What Is Social Psychology?
Think for a moment about how you act when you're alone. Does your behavior change when you're around your friends? What about when your parents are in the room? How does your behavior change when your professor or boss is observing you?
Psychology is the scientific study of how people act, think, and feel. Social psychology studies how people act, think, and feel in the context of society. That is, how people's behaviors, thoughts, and feelings change because of other people.
Think back to the example above. Your behavior probably changes depending on who is in the room with you. But even when you're in a room alone, your thoughts, feelings, and even behaviors are influenced by other people: the thought of someone you don't like could make you feel angry; the fact that you wash your hands before handling food comes from lessons taught to you by your grandmother; that thing that your crush said this afternoon could replay in your mind as you try to analyze it. In all of these cases, society has an impact on you.

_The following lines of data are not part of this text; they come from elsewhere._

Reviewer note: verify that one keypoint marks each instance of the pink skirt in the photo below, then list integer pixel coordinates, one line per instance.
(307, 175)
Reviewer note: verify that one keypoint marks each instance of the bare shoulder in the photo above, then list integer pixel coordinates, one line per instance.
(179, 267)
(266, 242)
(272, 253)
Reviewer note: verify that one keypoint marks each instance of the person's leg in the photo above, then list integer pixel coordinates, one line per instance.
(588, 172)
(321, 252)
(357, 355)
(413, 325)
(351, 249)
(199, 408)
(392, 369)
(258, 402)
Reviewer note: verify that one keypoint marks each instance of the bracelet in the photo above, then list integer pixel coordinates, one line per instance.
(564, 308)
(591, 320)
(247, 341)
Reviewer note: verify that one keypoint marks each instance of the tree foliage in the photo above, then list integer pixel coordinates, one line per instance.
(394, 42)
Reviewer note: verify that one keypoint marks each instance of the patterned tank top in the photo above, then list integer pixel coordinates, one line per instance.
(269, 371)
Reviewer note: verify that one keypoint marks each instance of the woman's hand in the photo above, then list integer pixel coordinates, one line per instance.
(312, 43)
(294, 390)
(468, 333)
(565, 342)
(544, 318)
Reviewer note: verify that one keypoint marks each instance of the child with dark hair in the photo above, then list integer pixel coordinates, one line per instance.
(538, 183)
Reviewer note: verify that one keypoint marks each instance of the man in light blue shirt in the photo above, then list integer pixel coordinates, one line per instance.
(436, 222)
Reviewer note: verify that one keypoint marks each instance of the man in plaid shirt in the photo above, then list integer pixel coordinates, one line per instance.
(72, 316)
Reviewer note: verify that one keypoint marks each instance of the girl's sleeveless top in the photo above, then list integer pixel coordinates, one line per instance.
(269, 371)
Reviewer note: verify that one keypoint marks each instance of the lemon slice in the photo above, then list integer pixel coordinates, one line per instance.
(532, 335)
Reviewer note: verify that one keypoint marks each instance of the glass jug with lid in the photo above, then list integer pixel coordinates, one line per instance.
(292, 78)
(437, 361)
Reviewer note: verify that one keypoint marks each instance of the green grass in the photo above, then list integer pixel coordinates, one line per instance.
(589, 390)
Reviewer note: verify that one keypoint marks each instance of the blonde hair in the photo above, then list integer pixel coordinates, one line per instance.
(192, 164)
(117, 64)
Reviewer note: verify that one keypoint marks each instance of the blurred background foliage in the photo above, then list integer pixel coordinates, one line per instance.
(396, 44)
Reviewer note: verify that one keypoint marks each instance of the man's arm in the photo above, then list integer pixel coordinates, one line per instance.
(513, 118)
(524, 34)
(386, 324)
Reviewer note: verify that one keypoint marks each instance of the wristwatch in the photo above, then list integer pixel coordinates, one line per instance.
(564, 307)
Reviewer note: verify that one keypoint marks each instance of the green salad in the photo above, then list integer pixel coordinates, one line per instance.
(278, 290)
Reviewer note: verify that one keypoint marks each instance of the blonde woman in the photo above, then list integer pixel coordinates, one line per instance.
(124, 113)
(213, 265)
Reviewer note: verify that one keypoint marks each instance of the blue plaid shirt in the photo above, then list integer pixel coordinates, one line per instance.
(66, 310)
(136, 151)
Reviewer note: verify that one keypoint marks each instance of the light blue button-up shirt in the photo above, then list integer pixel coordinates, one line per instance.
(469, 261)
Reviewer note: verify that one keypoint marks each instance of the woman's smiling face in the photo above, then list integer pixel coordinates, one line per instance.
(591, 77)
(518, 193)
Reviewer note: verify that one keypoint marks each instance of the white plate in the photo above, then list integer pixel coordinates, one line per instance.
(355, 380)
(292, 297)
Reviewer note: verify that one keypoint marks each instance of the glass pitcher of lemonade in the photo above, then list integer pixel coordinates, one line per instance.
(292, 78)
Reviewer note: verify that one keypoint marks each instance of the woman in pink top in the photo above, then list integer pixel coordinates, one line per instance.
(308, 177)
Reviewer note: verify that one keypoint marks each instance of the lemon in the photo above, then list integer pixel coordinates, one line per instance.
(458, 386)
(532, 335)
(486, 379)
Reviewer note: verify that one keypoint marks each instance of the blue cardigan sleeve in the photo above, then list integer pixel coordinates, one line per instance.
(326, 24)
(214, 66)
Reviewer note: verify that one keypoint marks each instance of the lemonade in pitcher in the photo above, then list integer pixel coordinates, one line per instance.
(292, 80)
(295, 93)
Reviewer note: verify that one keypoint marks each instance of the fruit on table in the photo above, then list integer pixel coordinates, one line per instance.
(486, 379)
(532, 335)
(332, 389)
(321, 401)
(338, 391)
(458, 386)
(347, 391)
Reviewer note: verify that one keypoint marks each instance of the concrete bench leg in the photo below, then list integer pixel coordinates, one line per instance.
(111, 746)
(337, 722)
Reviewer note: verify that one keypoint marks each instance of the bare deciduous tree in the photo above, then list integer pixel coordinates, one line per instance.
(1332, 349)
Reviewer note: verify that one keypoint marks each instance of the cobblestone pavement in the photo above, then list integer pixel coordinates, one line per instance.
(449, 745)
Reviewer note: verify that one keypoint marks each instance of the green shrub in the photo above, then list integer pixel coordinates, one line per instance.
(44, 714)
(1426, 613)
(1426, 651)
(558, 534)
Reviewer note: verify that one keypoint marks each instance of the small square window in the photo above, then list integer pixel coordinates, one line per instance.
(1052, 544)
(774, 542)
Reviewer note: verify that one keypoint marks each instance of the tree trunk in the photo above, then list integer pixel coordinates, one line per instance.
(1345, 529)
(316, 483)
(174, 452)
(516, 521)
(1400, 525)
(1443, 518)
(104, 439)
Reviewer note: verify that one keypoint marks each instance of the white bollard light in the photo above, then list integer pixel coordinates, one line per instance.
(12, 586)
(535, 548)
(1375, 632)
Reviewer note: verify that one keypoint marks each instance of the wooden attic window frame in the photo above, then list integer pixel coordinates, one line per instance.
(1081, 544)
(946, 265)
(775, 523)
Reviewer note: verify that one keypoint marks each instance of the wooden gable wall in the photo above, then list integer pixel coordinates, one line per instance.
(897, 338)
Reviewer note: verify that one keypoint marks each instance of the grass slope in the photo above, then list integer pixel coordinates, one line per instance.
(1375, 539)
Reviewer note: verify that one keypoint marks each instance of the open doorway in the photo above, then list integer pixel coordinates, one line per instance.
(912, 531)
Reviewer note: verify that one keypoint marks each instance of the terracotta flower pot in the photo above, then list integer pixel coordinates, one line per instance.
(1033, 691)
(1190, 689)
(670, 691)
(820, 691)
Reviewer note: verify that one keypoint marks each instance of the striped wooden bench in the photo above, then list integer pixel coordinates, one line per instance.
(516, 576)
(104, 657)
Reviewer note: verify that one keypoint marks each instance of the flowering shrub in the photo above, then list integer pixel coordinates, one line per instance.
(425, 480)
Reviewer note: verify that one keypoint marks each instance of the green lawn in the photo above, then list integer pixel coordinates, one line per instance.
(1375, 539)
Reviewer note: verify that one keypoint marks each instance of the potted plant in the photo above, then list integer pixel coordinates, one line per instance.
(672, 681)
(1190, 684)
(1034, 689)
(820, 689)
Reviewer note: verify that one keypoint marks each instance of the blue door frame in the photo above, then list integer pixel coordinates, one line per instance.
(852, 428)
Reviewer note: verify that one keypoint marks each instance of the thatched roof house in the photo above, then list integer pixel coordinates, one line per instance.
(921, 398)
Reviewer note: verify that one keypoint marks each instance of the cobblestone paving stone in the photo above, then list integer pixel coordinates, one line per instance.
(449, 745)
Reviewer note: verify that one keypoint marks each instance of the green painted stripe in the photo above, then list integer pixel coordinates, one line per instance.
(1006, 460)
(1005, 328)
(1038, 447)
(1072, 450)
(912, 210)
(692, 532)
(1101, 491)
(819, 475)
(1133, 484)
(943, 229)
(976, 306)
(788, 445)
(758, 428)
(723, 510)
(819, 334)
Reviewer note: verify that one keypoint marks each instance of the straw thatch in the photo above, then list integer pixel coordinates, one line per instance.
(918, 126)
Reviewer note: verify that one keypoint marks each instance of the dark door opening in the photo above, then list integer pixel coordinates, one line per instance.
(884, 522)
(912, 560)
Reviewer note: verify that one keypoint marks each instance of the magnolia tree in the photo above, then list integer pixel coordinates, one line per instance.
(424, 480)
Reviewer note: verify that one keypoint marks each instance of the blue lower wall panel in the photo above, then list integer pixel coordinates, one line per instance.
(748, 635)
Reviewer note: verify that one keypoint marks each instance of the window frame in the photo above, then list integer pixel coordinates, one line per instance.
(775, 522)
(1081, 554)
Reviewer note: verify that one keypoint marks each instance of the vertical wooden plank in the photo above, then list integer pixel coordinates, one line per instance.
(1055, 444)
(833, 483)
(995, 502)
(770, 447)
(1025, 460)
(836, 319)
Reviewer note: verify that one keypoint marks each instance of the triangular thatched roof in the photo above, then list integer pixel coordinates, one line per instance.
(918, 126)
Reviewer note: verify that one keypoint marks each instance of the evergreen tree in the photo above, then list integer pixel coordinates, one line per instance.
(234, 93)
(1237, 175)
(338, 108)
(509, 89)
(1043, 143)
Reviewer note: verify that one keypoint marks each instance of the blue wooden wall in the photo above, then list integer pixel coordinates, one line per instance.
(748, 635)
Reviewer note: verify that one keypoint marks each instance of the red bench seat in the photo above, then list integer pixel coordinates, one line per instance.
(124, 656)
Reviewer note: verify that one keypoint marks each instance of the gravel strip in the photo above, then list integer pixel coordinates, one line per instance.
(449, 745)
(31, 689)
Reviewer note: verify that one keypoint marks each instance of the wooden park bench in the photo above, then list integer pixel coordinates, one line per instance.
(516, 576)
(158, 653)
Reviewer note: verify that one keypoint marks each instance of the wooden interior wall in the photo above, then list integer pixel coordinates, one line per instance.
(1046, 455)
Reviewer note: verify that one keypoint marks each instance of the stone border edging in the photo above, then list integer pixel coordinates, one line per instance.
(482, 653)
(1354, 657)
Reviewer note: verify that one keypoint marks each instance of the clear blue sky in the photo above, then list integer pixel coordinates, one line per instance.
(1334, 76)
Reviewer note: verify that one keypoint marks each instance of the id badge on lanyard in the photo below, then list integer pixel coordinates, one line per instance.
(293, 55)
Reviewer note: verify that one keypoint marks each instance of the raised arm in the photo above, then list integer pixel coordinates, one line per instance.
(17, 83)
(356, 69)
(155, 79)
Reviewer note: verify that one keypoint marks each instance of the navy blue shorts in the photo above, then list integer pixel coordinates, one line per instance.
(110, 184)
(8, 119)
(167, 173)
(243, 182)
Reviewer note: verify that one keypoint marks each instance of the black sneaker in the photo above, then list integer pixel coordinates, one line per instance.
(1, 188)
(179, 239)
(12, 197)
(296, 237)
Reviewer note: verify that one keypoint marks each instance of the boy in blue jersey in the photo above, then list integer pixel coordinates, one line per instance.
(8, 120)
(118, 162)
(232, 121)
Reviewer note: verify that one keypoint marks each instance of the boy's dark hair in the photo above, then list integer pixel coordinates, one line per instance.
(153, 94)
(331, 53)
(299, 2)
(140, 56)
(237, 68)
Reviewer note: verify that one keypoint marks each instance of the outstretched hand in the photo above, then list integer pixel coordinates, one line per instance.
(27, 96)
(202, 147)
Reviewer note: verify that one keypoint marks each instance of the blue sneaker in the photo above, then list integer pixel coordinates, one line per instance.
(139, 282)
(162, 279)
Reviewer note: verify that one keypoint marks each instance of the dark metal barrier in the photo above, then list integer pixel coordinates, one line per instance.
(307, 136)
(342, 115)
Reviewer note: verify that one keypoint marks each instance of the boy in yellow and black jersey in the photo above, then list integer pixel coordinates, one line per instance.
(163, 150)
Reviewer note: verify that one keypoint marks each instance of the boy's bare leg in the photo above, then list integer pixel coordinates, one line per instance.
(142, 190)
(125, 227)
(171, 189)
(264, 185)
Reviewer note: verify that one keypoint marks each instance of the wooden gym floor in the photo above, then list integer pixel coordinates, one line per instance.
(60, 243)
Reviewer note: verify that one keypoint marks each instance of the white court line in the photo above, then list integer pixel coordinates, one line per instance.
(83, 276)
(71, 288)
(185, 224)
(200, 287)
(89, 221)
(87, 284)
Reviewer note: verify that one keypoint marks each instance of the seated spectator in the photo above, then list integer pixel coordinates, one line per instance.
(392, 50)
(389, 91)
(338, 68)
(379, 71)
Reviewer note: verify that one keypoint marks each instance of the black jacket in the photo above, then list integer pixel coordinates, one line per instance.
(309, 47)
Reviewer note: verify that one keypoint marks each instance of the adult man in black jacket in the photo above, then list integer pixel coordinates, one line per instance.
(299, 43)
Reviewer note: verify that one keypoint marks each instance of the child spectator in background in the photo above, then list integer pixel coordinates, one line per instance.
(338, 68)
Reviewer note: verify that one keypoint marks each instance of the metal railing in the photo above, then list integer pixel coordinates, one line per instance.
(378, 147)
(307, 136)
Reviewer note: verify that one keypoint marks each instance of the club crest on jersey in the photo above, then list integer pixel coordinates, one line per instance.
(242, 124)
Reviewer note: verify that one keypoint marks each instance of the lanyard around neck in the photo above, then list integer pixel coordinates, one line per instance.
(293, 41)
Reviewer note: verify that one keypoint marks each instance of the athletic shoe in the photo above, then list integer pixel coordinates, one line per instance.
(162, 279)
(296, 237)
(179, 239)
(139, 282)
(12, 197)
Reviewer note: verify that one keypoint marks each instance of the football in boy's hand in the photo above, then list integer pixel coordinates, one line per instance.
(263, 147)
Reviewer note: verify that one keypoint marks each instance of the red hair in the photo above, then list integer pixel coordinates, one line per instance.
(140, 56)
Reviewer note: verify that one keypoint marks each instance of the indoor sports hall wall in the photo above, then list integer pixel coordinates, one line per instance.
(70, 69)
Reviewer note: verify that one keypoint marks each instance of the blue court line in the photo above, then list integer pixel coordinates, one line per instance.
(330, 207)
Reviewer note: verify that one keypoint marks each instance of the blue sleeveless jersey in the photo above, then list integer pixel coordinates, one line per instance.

Social Psychology and Other Fields
As you can probably tell, social psychology covers a lot of ground! And because it covers so many different things, social psychology overlaps with many other fields of study.
Anthropology is the study of human culture. Anthropologists study the beliefs and traditions of society. Their focus is on society as a whole, whereas social psychologists want to study the way society affects the thoughts, feelings, and behaviors of individuals.
Think about it like this: anthropologists might study certain religious traditions, such as the way different Christian churches celebrate Easter. But social psychologists are interested in the individual people's interaction with society, so they might study how religious people behave differently from non-religious people in certain situations.
Sociology has a lot in common with social psychology. Sociologists, like anthropologists, study society as a whole. But instead of looking at the beliefs and traditions of society, their focus is on organizations and how those organizations impact the individuals within them. Like social psychologists, sociologists are interested in the intersection of society and the individual. But sociologists are more focused on society, and social psychologists are more focused on the individual.
For example, imagine that you want to study why so many marriages end in divorce. If you are a sociologist, you will compile all sorts of data on the number of divorces from year to year. You might then compare that information to things going on in society. For example, you might notice that as the percentage of households where the wife works goes up, so do divorce rates. You might also observe differences in divorce rates across class, race, or religious lines.
A social psychologist might approach the problem differently. Instead of looking at society as a whole and the divorce rates, they might interview many couples who have divorced and many who have stayed together. They could compare the differences in the two types of couples, and after talking to dozens of couples, come up with a theory as to what causes divorce rates to increase. The social psychologist might come up with the same answer as the sociologist, but they have approached it from a different angle.
In addition to anthropology and sociology, social psychology has a lot in common with another branch of psychology, called personality psychology. Personality psychology is just what it sounds like: the study of individuals' personality traits. Like social psychologists, personality theorists are interested in the thoughts, behaviors, and feelings of individuals. But whereas social psychologists tend to focus on the way the world impacts those aspects of a person, personality psychologists focus on the internal properties of a person and the way those affect a person's actions and thoughts.
Let's say that we want to study why some people are quiet and introverted, and some people are extroverted and tend to be the life of the party. A personality psychologist might look at introverted and extroverted as personality traits that affect behavior; they are interested in what causes these traits. Is it something in the person's childhood? Is it a biological trait that we're born with? A combination of the two?